The annual cost of family health insurance coverage at work has risen to an average of nearly $24,000 this year, marking a 7% increase from the previous year, according to the KFF’s Employer Health Benefits Survey. Employees are contributing an average of $6,575 towards their share of the premium, which is almost $500 or close to 8% more than last year. The remaining cost is covered by their employers, writes CNN.
For single coverage, the average annual premium has also increased by 7% from last year, reaching $8,435. Workers are contributing just over $1,400 towards this, which is about $75 more than last year.
Despite the significant increase in premiums, it aligns with the rise in wages and inflation since 2022 and over the past five years. This is a contrast to the early 2000s when premiums were increasing by double digits, but inflation and wage growth were relatively low.

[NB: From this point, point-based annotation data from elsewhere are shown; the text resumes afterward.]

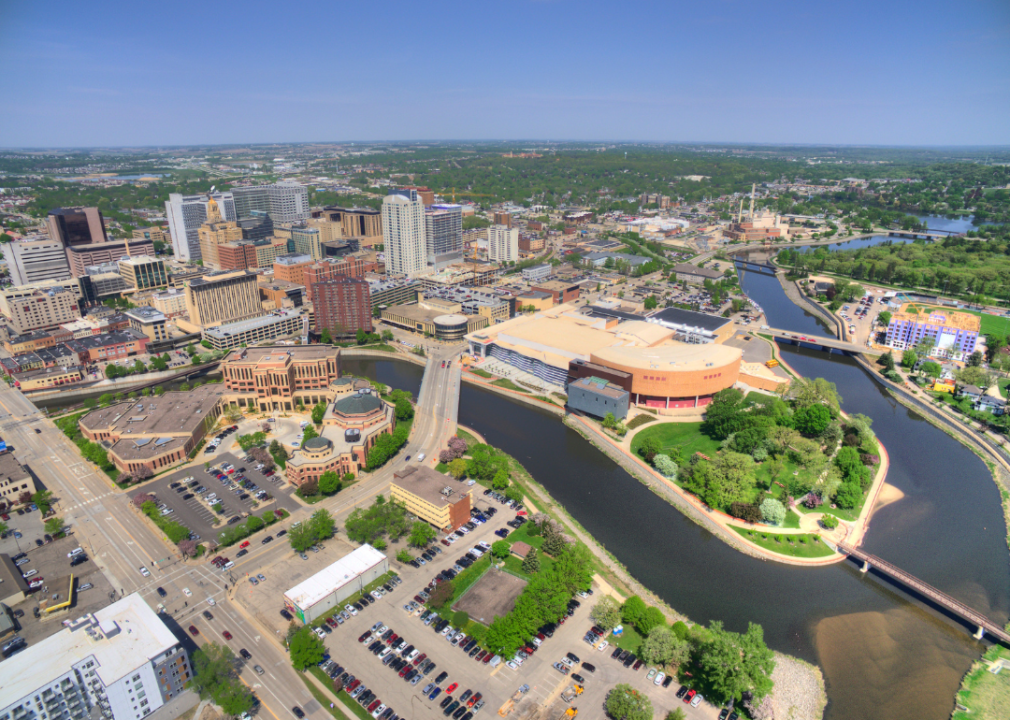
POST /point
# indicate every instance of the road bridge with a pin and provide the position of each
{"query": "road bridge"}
(828, 344)
(927, 591)
(755, 267)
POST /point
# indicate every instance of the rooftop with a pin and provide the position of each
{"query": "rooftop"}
(121, 637)
(918, 313)
(428, 485)
(322, 584)
(253, 323)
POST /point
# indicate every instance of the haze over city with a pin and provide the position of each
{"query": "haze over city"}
(121, 74)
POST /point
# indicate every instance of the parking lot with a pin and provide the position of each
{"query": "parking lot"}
(194, 512)
(52, 564)
(28, 524)
(495, 685)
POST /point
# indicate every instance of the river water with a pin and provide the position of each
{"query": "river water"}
(885, 655)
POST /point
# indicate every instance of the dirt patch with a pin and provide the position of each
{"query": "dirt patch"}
(493, 595)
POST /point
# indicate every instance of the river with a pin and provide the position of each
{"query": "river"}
(885, 655)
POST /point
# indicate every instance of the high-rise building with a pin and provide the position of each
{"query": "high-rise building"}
(356, 222)
(77, 225)
(40, 306)
(81, 258)
(342, 305)
(187, 213)
(216, 231)
(284, 202)
(307, 241)
(120, 662)
(148, 321)
(503, 243)
(143, 272)
(223, 297)
(443, 234)
(403, 232)
(35, 259)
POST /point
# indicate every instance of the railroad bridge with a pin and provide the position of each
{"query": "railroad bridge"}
(927, 591)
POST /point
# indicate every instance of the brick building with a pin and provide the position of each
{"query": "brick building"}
(278, 378)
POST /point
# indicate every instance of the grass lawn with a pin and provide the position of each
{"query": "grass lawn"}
(685, 435)
(987, 696)
(627, 640)
(324, 701)
(849, 515)
(794, 545)
(639, 421)
(509, 385)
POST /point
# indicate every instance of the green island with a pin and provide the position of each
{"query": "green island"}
(765, 458)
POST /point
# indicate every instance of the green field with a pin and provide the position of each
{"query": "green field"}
(794, 545)
(685, 435)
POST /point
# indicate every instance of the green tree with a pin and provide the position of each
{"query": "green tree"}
(664, 647)
(626, 703)
(606, 613)
(531, 562)
(732, 663)
(321, 524)
(301, 537)
(633, 610)
(773, 511)
(651, 619)
(306, 649)
(421, 534)
(329, 483)
(812, 420)
(501, 549)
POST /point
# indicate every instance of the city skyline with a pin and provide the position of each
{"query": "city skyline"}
(120, 76)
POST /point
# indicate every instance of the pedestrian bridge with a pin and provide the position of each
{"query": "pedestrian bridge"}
(944, 601)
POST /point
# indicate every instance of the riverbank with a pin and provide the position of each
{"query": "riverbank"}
(799, 691)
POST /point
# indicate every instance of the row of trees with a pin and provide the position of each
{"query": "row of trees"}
(381, 520)
(320, 526)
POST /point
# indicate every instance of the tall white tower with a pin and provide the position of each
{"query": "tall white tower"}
(403, 232)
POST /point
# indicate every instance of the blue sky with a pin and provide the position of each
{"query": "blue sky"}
(877, 72)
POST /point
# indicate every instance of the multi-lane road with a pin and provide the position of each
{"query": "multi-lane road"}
(121, 541)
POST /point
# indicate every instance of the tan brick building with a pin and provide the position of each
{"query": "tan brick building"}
(432, 497)
(278, 378)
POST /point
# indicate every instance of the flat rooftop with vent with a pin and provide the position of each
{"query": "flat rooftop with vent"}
(155, 432)
(433, 497)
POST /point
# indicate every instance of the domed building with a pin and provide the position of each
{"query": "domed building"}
(352, 423)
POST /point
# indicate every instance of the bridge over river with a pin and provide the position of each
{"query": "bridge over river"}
(927, 591)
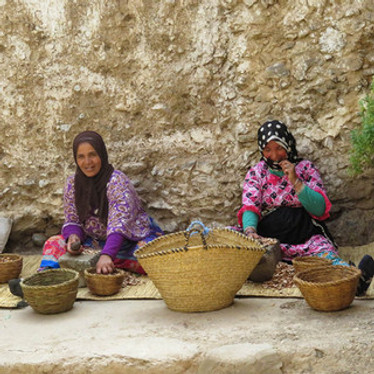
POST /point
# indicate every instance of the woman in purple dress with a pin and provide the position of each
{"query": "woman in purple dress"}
(102, 211)
(284, 198)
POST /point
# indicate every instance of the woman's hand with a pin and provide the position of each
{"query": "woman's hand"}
(251, 233)
(74, 240)
(288, 169)
(105, 265)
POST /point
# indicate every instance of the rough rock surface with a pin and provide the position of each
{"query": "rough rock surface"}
(178, 90)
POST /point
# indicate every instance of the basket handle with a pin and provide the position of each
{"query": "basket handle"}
(196, 227)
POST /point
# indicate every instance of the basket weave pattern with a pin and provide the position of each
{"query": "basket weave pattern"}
(10, 266)
(328, 288)
(104, 284)
(305, 263)
(51, 291)
(201, 276)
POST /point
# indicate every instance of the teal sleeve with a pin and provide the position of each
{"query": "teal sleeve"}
(250, 219)
(312, 201)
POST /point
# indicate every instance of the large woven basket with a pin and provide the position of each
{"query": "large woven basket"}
(10, 266)
(305, 263)
(328, 288)
(202, 272)
(51, 291)
(104, 284)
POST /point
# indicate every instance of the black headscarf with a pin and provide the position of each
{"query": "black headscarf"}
(90, 192)
(277, 131)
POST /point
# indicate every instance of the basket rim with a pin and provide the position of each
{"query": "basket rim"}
(59, 270)
(119, 273)
(198, 248)
(138, 253)
(352, 274)
(310, 258)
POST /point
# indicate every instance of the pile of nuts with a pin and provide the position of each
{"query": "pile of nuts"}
(131, 279)
(282, 278)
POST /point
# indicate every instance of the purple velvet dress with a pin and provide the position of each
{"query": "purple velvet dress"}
(128, 225)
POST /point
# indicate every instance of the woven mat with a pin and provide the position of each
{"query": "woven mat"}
(145, 289)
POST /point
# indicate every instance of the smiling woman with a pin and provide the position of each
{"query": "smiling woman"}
(88, 160)
(102, 211)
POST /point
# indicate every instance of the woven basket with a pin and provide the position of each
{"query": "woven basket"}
(200, 273)
(328, 288)
(10, 266)
(305, 263)
(51, 291)
(104, 284)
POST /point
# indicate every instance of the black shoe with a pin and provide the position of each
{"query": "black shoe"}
(15, 287)
(366, 266)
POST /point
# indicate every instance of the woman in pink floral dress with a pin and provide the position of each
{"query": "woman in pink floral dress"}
(284, 198)
(102, 211)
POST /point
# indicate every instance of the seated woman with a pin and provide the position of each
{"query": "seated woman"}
(102, 211)
(284, 198)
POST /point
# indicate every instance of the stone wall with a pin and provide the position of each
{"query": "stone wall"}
(178, 90)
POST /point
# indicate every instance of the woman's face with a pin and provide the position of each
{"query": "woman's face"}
(88, 160)
(274, 152)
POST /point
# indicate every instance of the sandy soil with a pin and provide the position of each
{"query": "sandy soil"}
(145, 336)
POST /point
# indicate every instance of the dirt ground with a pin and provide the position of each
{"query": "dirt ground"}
(144, 336)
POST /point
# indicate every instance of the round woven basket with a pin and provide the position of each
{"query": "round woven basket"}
(51, 291)
(305, 263)
(104, 284)
(328, 288)
(203, 275)
(10, 266)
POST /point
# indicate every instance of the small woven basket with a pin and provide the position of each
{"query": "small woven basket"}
(104, 284)
(10, 266)
(305, 263)
(328, 288)
(200, 273)
(51, 291)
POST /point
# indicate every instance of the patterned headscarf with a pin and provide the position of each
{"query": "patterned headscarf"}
(277, 131)
(90, 192)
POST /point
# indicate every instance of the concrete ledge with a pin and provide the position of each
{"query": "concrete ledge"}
(242, 359)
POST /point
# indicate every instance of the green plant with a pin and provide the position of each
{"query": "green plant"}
(362, 139)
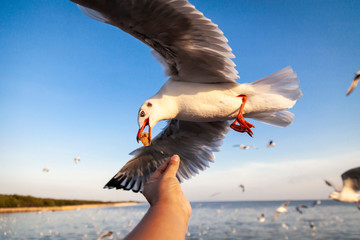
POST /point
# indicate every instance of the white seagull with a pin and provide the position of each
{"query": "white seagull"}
(200, 95)
(350, 189)
(245, 147)
(354, 83)
(281, 209)
(77, 159)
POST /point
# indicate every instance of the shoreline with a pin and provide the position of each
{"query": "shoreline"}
(63, 208)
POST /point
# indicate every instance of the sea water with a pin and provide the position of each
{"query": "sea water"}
(209, 220)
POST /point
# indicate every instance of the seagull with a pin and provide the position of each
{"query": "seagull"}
(281, 209)
(351, 187)
(104, 235)
(271, 144)
(300, 206)
(214, 194)
(77, 159)
(316, 202)
(354, 83)
(262, 218)
(201, 94)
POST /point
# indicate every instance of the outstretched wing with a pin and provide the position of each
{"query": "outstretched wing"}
(351, 179)
(193, 142)
(191, 47)
(354, 83)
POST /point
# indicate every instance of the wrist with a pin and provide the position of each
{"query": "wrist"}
(174, 210)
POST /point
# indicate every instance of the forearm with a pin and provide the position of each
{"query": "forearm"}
(161, 222)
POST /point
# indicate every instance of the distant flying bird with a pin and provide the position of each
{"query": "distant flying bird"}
(300, 206)
(350, 189)
(104, 235)
(312, 226)
(77, 159)
(262, 218)
(201, 94)
(271, 144)
(214, 194)
(316, 202)
(281, 209)
(354, 83)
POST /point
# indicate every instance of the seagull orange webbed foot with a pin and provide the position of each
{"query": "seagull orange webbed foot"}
(244, 126)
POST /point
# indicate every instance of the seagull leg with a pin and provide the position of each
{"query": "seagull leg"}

Employers are hesitant to reduce their health insurance coverage due to the tight job market, as it serves as a recruitment and retention tool. Deductibles have remained essentially flat this year, possibly reflecting employers’ concerns about the amount workers have to pay when they need medical care. The average annual deductible is roughly $1,735 among workers who have a deductible for single coverage.
However, workers should prepare for premiums to take a larger portion of their paychecks in the coming years. Nearly a quarter of companies have stated they will increase employees’ premium contributions in the next two years.
Workers at smaller firms typically pay much more for coverage than their peers at larger companies. For instance, KDC Mailing & Bindery, a small firm in Tempe, Arizona, faced an overall premium increase of about 13% this year. The company raised workers’ premiums by 3% but had to increase its prices by as much as 5% to afford the increased cost.